An increasing number of publishers are allowing data and text mining of their licensed resources by members of subscribing institutions, and of available open access material. Generally this access is governed by existing usage terms and conditions and existing copyright provisions.
Some publishers will require you to use tools they provide to mine their content, or will conduct the process for you. In this way they can manage the quantity of data being accessed and the impact on their servers.
Downloading large amounts of data can trigger automatic lockouts and prevent access to resources by other users. In some instances the publisher may apply a fee for the additional usage that sits outside of our existing agreement.
Please consult with the Librarian team when utilising UQ subscribed databases as a source of data.
Checking Library database license information for text mining provisions
Individual database records within UQ Library Search contain links to license information.
Clicking the Show License button will show license details.
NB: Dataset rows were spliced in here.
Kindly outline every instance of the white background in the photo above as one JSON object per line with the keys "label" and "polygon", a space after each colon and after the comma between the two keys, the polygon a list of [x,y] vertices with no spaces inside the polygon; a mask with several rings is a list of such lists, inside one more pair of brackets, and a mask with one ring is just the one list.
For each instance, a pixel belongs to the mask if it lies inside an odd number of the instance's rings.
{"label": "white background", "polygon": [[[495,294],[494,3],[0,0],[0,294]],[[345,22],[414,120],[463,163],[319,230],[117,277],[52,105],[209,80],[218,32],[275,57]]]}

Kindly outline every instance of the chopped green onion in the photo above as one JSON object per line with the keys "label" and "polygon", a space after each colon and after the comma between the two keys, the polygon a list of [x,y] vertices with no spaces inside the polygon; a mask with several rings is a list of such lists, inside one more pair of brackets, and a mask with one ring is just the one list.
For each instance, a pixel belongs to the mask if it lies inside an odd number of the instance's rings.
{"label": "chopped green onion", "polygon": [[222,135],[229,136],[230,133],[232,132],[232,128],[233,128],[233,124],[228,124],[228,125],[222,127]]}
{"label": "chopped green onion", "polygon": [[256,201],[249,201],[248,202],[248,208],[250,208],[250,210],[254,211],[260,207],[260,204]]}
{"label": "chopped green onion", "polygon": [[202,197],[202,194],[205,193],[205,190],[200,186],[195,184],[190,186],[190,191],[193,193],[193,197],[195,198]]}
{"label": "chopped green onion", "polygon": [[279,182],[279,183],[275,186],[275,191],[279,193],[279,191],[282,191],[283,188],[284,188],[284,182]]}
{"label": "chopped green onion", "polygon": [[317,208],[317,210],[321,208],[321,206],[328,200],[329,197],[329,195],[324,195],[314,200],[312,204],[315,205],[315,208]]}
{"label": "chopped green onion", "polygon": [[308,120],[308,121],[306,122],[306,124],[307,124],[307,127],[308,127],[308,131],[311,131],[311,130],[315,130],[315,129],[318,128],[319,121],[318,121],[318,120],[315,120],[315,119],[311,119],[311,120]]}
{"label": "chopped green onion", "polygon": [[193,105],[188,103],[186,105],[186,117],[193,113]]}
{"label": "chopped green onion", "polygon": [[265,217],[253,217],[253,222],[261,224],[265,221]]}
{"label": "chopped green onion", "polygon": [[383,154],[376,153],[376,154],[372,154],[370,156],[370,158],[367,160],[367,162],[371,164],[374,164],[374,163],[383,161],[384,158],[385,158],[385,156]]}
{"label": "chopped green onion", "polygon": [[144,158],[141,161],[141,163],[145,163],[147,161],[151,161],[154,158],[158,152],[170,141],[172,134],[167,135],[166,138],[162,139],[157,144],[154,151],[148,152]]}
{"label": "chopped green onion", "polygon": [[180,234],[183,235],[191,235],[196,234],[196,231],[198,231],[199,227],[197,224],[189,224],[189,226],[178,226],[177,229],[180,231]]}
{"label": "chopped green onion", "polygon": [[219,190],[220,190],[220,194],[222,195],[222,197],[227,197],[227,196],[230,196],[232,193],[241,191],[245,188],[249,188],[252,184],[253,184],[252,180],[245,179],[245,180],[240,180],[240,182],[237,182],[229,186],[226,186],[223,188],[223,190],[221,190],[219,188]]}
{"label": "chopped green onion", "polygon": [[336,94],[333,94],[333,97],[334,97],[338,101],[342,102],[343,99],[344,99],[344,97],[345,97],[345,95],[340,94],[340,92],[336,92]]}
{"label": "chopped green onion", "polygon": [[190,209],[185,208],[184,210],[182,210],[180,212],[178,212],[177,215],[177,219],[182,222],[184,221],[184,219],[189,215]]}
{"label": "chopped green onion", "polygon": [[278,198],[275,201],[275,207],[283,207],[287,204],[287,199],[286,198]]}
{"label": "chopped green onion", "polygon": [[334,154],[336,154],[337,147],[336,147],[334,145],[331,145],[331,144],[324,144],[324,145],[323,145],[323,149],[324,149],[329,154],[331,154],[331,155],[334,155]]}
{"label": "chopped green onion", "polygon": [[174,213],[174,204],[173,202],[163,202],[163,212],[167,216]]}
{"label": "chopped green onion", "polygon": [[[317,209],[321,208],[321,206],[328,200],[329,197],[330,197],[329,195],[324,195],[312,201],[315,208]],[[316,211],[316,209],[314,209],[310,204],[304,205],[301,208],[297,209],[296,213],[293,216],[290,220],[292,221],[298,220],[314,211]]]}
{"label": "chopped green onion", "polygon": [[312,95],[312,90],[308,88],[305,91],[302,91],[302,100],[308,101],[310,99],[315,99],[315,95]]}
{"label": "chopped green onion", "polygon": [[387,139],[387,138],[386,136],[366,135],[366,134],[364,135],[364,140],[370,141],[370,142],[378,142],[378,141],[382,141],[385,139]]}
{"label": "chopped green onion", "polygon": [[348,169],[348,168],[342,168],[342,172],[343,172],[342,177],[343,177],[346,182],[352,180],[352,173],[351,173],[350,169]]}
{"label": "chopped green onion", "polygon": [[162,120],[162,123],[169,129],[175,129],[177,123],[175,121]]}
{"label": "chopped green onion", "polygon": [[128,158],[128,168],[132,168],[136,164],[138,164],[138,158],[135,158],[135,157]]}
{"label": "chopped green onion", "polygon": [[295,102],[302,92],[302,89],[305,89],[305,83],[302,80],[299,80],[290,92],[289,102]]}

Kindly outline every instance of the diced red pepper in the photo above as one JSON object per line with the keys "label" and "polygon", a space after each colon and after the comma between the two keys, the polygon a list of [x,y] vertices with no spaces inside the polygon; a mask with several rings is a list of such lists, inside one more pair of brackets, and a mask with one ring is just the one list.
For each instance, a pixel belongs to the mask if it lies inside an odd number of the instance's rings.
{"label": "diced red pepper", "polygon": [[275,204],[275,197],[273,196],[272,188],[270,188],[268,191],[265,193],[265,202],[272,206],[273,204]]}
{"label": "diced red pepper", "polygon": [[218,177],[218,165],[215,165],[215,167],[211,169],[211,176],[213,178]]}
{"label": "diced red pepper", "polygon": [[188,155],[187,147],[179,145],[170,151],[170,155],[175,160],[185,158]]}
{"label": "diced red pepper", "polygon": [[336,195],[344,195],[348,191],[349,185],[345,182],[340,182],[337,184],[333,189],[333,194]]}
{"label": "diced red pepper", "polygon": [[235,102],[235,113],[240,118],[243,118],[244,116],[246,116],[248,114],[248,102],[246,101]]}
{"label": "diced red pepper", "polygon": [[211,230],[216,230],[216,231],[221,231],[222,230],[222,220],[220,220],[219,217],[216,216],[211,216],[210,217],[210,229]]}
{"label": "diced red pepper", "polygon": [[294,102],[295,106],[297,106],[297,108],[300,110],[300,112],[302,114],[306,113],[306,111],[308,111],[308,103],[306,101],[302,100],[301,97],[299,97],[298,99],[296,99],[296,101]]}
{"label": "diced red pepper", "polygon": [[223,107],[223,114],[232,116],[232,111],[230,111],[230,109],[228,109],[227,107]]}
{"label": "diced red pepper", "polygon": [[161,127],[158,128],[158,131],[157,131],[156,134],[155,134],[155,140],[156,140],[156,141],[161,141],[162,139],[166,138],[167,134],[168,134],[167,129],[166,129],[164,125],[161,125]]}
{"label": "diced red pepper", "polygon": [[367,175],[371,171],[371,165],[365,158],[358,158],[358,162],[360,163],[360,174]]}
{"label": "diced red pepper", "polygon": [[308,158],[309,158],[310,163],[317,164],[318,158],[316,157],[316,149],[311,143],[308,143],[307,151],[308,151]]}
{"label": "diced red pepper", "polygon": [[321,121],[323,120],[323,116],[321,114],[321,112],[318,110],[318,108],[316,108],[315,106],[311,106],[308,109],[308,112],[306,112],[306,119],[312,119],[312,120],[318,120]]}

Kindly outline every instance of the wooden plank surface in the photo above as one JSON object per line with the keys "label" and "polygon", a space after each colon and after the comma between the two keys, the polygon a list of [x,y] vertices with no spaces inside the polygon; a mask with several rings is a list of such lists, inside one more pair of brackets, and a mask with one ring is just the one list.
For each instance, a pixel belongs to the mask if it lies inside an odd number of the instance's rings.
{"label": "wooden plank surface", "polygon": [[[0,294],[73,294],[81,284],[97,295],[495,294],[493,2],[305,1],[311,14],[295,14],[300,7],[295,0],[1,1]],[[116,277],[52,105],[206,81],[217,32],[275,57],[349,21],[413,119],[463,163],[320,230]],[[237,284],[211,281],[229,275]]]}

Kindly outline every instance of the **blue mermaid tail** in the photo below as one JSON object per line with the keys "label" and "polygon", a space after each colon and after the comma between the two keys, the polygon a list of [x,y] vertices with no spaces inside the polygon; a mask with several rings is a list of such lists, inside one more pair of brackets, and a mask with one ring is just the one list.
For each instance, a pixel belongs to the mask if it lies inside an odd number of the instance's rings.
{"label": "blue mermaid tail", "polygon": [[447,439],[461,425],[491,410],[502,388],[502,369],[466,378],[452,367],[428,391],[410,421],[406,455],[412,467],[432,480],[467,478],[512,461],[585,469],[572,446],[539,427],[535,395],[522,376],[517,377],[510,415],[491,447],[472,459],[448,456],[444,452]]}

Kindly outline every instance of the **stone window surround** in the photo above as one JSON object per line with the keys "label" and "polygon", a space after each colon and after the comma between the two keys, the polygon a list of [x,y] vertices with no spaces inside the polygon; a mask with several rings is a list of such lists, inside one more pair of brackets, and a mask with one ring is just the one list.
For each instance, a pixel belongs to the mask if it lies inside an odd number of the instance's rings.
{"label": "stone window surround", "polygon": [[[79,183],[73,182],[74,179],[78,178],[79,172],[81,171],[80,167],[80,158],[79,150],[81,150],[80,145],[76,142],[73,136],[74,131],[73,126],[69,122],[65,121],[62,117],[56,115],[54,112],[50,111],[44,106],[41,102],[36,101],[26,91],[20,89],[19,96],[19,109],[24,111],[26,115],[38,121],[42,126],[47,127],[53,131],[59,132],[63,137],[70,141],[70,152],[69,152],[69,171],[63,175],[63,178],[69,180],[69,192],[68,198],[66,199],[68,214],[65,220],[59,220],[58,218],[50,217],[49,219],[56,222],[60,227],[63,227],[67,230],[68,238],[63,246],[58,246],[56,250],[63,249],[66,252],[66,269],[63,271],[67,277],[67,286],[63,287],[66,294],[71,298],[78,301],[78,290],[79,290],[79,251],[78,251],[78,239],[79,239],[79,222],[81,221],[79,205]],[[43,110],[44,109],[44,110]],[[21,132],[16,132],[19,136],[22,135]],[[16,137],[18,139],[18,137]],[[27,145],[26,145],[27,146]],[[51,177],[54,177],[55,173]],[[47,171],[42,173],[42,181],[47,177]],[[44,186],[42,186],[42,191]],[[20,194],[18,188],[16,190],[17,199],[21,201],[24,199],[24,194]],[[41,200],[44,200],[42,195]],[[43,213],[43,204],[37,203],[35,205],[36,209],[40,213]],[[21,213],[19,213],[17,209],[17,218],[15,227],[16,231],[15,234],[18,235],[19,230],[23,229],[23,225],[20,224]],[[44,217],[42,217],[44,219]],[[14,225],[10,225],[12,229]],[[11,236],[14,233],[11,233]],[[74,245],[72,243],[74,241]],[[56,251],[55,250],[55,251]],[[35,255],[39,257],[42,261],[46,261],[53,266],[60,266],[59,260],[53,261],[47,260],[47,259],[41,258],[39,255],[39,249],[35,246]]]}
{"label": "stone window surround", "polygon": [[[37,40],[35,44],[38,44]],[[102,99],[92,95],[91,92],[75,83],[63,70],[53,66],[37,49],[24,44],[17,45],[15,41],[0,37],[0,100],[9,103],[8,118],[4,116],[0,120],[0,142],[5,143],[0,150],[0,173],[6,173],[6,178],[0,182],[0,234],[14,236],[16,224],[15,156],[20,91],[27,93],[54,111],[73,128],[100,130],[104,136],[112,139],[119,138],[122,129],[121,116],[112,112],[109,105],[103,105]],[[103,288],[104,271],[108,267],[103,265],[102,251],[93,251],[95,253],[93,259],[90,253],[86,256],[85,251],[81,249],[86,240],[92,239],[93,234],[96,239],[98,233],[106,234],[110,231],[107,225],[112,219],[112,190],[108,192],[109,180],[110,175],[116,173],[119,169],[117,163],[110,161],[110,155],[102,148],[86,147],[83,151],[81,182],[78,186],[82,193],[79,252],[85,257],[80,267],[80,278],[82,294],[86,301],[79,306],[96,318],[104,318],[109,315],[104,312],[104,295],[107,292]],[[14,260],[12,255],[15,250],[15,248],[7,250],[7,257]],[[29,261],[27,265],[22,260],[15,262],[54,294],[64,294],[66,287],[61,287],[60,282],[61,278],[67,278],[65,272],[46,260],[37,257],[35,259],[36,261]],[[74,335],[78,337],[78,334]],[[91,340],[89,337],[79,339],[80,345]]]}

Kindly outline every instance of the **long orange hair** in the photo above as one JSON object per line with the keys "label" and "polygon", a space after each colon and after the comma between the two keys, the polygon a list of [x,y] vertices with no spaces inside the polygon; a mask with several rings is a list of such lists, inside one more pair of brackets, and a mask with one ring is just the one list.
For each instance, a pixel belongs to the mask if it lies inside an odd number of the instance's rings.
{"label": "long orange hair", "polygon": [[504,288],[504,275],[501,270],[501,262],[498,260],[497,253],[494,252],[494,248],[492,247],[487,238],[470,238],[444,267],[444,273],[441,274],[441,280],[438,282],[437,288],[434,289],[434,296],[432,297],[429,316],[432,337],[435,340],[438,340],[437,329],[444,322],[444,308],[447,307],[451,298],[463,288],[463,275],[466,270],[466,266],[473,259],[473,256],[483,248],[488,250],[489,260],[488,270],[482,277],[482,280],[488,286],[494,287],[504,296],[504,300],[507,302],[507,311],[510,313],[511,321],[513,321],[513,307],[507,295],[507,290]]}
If text and data mining is allowed from this database the information will be provided here.
Library databases with built-in text analysis tools
Digital Scholar Lab is an online tool for collecting data sets comprised of content from UQ's Gale Primary Sources subscriptions. Those data sets can then be analyzed using text analysis and visualization tools built into the Digital Scholar Lab. Digital humanities analysis methods include: Named Entity Recognition, Topic Modelling, Parts of Speech, and more.
JSTOR Labs projects take some of the methods and technologies in the digital humanities -- such as topic modeling or linked open data -- and apply it to the rich JSTOR corpus.
Analysis Hub provides text analysis across subscribed Wiley Digital Archive records. For example: Term Frequency, Term Popularity, Collocations, Concordance, Word Cloud and Frequency Distribution.